The first day is four back-to-back films. Wes Anderson’s Isle Of Dogs (the opening film which I was left admiring more than liking), The Silent Revolution, based on real-life events in 1956 revolving around a bunch of East German school-kids who went up against the establishment, Black 47 set in 1847 Ireland, harking back to British colonialism in their own patch, and the 1987 classic Wings Of Desire, which we catch in a lovely, restored version.

It pretty much sets the tone for the next five days, where, with the zeal of bloodhounds, we go looking for the films which make the long distance travel and jet-lagged mornings, worth our while. And, by the next day, I find it: The Happy Prince, which Rupert Everett directs and acts in, as Oscar Wilde, the playwright who was reviled and imprisoned for his open homosexuality. You are transported back to 19th century London, and given a marvelous portrait of a complex, brilliant artist.

The only official Indian entry is Q’s Garbage which goes after the holy cows in today’s India in his distinctive take-no-prisoners style, with its explicit sex-and-violence. It takes a little while getting past the in-your-faceness of Garbage, and then it begins to fly. In these timorous times, when artists are busy toeing the political line, it is necessary to have a Q blowing it all out of the water, even if his film will never find a mainstream release in mainstream theatres in India.

But the most mainstream of them all, producer-director Karan Johar is also at the Berlinale, leading a delegation, comprising, among others, award-winning director Shaji N Karun and Jahnu Barua and promising Bollywood actor Bhumi Pednekar, at the European Film Market (EFM) to talk up Indian cinema.

How do we get our cinema to be seen more? “By getting partners who will distribute our movies”, says Johar, “and by making people aware that we exist. Now if SRK was here, there would be no problem, because the Germans love him.” Right where we are standing (just outside the red-carpet area of the Berlinale Palast, where Don 2 had a gala premiere to miles of shrieking fans) is a good place to be talking about this, where a few selfie-demanding hounds show up to take photos.

Just what is the secret of this completely bizarre phenomenon of SRK’s delirious fandom? “That’s because, in our movies, people see khushi and gham. We give them emotions, and who doesn’t want that?” says Johar.
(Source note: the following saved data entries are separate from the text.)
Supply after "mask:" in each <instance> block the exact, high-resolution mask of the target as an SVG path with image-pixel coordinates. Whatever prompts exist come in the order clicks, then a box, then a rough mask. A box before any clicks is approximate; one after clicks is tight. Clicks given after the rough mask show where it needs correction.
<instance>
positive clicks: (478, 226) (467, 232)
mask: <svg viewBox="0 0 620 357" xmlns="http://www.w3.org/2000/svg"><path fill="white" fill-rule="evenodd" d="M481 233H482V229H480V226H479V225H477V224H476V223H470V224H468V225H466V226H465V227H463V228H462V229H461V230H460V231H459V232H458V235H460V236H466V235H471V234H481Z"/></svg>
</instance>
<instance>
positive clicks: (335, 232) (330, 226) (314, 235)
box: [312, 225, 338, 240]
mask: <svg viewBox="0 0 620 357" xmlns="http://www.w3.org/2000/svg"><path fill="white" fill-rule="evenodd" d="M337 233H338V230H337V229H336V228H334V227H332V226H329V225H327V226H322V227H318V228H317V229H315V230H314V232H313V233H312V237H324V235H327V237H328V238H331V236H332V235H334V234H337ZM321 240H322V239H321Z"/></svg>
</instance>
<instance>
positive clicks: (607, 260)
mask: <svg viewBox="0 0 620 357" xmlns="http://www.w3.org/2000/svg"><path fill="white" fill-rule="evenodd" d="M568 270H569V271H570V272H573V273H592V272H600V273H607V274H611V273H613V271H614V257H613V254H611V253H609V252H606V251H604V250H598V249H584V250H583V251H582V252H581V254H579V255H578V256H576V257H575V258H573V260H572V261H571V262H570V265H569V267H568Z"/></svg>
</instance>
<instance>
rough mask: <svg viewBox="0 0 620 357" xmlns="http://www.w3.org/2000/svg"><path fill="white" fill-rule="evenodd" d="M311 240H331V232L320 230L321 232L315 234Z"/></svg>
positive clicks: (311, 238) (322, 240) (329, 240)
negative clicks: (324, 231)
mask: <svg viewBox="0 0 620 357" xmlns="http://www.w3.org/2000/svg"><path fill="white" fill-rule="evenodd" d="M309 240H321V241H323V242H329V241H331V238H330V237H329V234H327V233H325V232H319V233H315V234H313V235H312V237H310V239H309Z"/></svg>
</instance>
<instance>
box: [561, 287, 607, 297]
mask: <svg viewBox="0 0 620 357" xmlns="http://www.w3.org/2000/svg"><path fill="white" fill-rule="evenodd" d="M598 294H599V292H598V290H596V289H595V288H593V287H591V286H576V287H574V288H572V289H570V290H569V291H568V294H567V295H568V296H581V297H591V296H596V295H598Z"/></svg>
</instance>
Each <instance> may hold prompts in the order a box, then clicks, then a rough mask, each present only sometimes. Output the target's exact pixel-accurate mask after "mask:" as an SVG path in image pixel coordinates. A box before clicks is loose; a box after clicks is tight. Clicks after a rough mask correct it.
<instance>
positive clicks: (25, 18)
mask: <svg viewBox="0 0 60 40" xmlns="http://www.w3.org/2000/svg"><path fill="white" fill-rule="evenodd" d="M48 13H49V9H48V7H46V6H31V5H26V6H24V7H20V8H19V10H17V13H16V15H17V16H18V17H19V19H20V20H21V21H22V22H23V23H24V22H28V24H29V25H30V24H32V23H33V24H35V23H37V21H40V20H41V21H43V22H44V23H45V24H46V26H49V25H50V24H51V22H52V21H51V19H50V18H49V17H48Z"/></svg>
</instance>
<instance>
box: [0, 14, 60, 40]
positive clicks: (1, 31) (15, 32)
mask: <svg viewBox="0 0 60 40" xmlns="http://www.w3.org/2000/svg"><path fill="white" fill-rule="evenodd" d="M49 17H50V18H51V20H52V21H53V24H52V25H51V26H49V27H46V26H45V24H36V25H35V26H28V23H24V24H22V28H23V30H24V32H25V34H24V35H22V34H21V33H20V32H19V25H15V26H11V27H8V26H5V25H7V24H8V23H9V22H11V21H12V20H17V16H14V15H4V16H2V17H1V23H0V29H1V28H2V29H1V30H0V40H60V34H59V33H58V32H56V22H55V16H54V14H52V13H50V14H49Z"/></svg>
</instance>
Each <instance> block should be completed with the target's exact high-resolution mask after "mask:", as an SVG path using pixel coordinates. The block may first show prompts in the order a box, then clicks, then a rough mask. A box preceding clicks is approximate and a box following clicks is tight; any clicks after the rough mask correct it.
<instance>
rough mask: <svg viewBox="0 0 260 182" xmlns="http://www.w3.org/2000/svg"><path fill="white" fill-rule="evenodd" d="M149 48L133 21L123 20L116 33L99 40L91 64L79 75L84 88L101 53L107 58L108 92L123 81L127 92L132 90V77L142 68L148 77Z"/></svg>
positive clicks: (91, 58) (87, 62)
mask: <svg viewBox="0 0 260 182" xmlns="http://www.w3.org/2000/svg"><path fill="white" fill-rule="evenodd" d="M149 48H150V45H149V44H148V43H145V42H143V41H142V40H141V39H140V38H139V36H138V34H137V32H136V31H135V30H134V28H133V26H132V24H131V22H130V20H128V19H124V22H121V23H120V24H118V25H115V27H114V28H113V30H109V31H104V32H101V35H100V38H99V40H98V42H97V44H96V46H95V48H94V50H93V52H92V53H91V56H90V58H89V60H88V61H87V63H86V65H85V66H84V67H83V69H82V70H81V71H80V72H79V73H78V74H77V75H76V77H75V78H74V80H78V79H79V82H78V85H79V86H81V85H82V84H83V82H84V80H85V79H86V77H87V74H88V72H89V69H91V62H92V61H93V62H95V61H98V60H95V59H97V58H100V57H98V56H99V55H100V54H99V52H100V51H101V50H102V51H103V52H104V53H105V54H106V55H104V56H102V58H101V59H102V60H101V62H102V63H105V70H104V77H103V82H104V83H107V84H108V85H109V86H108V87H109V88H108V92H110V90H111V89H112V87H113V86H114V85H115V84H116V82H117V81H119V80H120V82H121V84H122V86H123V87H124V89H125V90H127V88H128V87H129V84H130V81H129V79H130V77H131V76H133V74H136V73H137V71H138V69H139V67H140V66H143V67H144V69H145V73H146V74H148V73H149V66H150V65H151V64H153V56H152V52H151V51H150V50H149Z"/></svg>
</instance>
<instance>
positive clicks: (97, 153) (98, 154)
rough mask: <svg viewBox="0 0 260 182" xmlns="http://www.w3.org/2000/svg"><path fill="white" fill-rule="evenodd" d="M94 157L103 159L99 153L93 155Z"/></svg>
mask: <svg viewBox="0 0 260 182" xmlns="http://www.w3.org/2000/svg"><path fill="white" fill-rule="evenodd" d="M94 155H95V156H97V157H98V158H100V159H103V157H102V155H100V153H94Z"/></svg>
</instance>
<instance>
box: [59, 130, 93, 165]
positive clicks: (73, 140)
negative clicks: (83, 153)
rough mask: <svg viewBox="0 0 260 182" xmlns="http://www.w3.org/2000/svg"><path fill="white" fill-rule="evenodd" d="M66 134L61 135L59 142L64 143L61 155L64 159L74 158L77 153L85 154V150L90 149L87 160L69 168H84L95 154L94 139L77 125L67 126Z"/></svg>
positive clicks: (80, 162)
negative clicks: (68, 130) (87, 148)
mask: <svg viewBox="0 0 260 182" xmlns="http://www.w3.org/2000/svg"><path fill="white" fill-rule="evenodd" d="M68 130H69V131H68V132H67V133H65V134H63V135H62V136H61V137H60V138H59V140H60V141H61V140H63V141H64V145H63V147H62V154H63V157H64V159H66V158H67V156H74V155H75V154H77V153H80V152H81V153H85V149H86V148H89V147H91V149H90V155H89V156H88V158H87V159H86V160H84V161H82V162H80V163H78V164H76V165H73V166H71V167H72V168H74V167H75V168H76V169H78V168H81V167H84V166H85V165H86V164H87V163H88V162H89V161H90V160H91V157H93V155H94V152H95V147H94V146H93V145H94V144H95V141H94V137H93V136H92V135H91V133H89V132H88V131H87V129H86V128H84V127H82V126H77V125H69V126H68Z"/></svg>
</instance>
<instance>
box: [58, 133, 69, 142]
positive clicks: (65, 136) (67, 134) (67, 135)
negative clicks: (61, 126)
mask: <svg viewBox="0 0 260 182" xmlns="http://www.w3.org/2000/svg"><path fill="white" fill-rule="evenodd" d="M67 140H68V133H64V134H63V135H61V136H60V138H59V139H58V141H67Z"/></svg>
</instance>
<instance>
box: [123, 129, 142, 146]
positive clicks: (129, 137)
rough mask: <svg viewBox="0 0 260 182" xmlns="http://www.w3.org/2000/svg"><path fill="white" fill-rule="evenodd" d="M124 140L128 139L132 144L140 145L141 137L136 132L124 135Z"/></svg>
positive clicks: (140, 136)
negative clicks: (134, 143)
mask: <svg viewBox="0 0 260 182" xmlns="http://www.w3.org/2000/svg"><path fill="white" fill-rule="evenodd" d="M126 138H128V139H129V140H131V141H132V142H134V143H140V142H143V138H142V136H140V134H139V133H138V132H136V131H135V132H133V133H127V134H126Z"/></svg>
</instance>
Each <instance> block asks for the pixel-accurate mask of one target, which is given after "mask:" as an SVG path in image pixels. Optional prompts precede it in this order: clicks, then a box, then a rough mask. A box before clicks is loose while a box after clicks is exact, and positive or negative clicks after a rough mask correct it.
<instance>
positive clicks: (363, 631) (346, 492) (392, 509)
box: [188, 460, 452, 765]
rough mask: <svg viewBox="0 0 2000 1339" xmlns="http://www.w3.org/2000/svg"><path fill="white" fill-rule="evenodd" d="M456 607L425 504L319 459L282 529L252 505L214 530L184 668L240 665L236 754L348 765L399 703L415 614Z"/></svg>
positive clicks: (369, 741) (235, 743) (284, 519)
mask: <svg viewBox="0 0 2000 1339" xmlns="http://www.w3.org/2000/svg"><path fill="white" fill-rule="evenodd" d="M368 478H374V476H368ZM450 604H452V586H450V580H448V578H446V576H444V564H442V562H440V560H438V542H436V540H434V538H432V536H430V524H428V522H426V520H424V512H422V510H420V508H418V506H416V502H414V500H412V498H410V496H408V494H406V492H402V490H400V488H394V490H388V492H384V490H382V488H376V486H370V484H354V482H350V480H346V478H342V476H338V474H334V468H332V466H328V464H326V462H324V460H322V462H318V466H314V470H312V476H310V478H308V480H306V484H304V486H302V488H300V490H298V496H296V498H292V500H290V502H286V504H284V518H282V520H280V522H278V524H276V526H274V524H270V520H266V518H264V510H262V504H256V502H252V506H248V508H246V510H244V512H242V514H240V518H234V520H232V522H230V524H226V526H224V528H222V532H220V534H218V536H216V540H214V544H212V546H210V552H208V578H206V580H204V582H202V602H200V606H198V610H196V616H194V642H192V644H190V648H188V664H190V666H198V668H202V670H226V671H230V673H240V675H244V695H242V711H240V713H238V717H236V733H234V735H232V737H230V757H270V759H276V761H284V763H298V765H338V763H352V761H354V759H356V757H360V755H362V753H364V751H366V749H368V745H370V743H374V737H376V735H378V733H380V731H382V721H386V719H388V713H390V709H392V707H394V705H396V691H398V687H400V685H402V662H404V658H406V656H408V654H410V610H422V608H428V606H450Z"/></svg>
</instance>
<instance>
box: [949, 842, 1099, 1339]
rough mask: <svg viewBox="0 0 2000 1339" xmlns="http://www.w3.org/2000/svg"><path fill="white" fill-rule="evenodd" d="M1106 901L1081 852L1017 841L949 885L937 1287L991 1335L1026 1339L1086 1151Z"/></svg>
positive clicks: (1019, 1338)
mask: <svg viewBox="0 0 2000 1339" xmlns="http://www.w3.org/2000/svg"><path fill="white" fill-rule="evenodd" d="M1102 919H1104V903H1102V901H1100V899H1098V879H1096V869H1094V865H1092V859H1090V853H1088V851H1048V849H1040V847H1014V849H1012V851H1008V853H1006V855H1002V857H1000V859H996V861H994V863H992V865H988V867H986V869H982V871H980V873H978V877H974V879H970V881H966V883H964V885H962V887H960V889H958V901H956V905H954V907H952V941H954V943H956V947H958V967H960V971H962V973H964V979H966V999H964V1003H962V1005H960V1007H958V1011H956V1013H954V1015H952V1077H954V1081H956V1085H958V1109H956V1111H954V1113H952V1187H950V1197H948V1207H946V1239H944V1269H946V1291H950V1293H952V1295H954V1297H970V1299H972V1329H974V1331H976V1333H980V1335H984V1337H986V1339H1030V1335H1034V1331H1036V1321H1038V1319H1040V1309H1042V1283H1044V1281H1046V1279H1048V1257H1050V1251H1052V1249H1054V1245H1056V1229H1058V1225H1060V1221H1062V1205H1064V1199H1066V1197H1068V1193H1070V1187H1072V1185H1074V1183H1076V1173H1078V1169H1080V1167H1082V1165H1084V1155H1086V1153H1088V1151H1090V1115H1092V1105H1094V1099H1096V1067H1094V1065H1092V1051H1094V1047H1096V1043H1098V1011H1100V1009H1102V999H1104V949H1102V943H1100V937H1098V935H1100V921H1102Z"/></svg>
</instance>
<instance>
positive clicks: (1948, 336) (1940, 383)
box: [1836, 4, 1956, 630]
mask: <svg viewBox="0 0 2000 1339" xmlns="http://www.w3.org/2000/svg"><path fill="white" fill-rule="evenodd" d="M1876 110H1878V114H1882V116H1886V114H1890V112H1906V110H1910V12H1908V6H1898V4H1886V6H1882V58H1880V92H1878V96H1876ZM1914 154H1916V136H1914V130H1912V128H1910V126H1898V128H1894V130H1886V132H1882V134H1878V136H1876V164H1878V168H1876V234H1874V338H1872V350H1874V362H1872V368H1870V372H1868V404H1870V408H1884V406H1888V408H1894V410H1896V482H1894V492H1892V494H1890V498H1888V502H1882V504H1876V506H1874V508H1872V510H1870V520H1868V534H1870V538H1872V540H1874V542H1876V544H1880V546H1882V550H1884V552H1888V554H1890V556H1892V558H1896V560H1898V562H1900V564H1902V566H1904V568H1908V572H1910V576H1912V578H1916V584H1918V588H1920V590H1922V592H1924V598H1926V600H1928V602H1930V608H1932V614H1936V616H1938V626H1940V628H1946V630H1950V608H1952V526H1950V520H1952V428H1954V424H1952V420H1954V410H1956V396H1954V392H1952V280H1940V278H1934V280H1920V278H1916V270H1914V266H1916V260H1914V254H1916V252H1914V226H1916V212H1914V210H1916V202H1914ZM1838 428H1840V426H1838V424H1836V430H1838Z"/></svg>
Movies so radical that even the internet might get singed, and so mainstream that will lead to stars being mobbed — this is a film festival that gives us everything. I’m leaving mid-way and I miss Steven Soderbergh’s shot-on-an-I-phone Unsane, and a bunch of others that those still there will discover and gloat over. But then, I console myself, there is always another day. And the next Berlinale.